Fitzwilliam Museum — Department of Antiquities (Egyptian) · other

Ptah-Sokar-Osiris box

Source of record: Fitzwilliam Museum — Department of Antiquities (Egyptian) — catalogued by the holding institution. View the original record →

AI image analysis GPT-4o-2024-08-06

Machine-generated from the object's image on May 2026. Not curatorial; treat deities, names, and signs below as the model's best reading, not authority.

A bird-shaped artifact often associated with ancient Egyptian religious or funerary practices.

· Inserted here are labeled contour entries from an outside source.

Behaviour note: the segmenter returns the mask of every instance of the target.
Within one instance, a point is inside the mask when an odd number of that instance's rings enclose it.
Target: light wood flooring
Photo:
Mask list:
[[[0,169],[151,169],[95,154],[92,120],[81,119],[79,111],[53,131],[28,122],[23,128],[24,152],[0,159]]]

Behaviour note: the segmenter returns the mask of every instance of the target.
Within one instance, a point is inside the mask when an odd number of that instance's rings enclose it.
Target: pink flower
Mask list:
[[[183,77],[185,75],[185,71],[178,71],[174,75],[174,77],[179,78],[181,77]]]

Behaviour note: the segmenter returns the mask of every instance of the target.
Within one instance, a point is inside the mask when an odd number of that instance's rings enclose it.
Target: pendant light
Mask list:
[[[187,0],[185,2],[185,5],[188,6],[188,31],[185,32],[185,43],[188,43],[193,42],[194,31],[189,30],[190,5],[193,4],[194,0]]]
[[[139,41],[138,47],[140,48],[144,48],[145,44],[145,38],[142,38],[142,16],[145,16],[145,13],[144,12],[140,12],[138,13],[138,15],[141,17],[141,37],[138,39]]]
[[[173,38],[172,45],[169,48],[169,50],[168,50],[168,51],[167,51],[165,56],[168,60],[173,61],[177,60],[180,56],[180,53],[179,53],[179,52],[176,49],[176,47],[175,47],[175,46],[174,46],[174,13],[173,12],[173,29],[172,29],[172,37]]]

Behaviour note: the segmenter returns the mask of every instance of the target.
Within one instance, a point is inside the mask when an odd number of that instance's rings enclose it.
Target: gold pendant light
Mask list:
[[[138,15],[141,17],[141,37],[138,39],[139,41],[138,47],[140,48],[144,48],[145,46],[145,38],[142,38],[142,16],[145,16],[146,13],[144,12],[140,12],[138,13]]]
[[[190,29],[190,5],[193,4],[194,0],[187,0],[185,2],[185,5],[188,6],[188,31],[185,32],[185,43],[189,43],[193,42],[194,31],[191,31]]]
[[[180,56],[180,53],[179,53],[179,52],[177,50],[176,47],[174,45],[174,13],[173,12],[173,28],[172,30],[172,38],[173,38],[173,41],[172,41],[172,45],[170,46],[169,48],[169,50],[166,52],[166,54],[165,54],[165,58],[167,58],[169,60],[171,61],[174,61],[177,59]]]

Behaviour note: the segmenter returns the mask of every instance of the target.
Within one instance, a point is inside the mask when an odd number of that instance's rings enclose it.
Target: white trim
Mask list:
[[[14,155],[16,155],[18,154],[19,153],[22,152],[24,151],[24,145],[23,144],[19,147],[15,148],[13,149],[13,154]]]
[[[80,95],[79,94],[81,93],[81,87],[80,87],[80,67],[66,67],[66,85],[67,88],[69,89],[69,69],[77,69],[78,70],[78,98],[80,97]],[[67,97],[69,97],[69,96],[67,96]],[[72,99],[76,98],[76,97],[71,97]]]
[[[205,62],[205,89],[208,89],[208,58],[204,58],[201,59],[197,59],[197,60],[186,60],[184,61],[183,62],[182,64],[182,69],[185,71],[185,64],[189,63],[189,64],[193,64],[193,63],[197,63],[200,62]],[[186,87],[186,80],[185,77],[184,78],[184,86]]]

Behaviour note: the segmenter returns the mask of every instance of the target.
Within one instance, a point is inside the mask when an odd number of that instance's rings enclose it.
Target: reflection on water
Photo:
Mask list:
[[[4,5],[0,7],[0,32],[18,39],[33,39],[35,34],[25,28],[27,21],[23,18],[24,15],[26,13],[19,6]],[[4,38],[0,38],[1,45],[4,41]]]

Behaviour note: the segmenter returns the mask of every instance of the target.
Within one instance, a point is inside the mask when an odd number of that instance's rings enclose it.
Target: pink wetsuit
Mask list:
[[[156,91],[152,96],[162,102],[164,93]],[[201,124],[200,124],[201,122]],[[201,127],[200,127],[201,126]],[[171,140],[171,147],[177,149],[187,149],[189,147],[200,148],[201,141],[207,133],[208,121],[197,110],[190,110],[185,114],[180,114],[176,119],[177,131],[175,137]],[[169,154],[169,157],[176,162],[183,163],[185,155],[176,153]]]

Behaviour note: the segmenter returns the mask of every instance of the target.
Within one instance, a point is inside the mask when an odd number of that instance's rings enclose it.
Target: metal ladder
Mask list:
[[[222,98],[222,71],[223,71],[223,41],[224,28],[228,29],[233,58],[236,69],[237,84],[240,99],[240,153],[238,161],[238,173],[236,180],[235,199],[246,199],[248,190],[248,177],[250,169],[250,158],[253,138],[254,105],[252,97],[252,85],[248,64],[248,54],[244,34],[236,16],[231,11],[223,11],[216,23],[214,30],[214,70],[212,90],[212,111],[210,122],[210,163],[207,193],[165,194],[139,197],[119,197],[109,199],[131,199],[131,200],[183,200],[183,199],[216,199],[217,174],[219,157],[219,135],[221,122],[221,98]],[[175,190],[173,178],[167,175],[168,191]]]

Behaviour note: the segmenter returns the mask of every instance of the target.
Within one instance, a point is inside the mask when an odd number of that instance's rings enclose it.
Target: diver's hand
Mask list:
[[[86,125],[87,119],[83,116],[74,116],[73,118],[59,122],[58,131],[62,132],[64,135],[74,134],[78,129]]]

This artifact depicts a bird with a sun disk on its head, commonly symbolic of the deity Ra or Horus in ancient Egypt. The style is naturalistic with detailed carving to highlight the wings and body posture, and it rests on a rectangular base. The presence of the sun disk suggests its religious significance. The object appears to be carved from stone and painted, although much of the paint has faded.

religious unknown good
Deities RaHorus
Materials limestone

Connections

Materials LimestoneWood
About this record's data
  • From the source institution — accession, description, dimensions, and dating are as catalogued by Fitzwilliam Museum — Department of Antiquities (Egyptian).
  • AI-inferred — the image-analysis panel (deities, names, signs) is machine-generated and may be wrong.
  • Approximate location — most map points are plotted at the site centroid, not the exact findspot.
  • Inferred links — cross-references marked with a match method other than explicit-source-field were matched by us, not stated by the source.